Coral Reef Restoration and Coastal Communities
As part of the U.S. Federal government’s recovery and restoration efforts following these natural disasters, the National Oceanic and Atmospheric Administration’s (NOAA) Coral Restoration Center and The Nature Conservancy (TNC), two organizations who conduct coral reef restoration efforts, approached the US Federal Emergency Management Agency (FEMA) to discuss the possibility of large-scale coral reef restoration in the areas impacted by the hurricanes (fig. 1). FEMA, which is required to conduct benefit:cost analyses (BCAs) to justify their funding of efforts to reduce coastal hazards, would needs such BCAs to release funding for coral restoration aimed at hazard risk reduction. To address this need, the U.S. Geological Survey (USGS) and University of California at Santa Cruz (UCSC) undertook an effort to assess and quantify, in social and economic terms, how the potential restoration of coral reefs off Florida and Puerto Rico could reduce the threats to, and increase the resiliency of, their coastal communities.

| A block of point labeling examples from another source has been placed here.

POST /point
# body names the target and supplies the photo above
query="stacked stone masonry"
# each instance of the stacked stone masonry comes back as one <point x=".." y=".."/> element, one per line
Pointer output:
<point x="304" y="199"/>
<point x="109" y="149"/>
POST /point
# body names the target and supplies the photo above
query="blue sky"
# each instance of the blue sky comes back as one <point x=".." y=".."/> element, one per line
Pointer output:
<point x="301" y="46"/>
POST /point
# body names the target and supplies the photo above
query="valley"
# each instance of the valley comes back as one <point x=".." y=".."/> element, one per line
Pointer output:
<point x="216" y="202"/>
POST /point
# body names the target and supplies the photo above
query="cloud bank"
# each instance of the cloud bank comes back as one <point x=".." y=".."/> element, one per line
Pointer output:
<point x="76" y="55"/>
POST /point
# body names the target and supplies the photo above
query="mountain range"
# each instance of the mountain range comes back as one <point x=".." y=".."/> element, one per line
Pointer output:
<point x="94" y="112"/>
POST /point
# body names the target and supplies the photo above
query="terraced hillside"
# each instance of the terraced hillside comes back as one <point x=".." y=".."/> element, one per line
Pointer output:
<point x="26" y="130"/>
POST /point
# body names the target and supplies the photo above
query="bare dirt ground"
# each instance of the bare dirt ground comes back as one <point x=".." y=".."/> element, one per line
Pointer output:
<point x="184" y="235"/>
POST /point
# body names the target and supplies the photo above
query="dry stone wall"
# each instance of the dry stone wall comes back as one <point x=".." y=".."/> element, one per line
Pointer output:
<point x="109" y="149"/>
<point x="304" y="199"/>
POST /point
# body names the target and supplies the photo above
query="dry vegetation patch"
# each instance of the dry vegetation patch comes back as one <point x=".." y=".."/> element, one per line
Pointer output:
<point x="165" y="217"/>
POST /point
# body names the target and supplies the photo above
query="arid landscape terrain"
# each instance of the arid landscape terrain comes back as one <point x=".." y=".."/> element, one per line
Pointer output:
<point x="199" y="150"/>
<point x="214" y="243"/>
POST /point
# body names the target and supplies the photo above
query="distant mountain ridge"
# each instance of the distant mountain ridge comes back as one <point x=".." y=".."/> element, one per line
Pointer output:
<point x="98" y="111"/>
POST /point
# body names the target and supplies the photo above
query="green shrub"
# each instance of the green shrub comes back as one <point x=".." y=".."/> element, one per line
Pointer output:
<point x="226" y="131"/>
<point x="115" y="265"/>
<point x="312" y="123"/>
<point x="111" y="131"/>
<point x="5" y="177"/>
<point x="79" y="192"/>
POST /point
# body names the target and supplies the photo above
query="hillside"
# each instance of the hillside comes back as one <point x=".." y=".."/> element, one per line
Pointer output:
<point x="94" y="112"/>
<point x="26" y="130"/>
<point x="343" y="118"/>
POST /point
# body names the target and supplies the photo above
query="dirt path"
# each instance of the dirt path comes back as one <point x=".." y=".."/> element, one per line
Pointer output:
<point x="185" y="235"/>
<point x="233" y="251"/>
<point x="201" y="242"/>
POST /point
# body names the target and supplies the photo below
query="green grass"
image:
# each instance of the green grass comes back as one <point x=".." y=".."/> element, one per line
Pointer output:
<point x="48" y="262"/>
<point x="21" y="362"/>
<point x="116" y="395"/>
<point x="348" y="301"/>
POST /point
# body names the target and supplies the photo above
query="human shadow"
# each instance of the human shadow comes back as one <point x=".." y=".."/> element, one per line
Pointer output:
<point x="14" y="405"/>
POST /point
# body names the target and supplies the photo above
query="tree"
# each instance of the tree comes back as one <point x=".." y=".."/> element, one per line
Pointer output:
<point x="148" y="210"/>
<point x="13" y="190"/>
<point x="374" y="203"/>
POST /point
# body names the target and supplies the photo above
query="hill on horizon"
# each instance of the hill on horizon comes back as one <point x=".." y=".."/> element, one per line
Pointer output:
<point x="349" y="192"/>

Engineering, ecologic, social, and economic tools were combined to provide a quantitative valuation of the increase in coastal protection benefits provided by potential coral reef restoration off the State of Florida and the Territory of Puerto Rico, USA. The goal of this effort was to identify how, where, and when potential coral reef restoration could increase the coastal flood reduction benefits socially and economically (fig. 2).
This analysis follows a risk quantification valuation framework to estimate the risk reduction benefits from coral reefs and provide annual expected benefits in social and economic terms. This mapping represents a first unique and innovative effort to rigorous quantify the decrease in coastal hazard risk resulting from coral reef restoration, based on high resolution flooding modeling and state of art damage modeling and calculations based on approaches used by FEMA. The methods follow a sequence of steps (fig. 3) that integrate physics-based hydrodynamic modeling, quantitative geospatial modeling, and social and economic analyses to quantify the hazard, the role of coral reef restoration in decreasing coastal flooding, and the economic and social consequences.
All of these data will be made available on our Coastal Change Hazards web portal for web viewing and download to provide actionable information to homeowners, coastal communities, and managers of public and private properties to improve resiliency for storm-induced coastal hazards.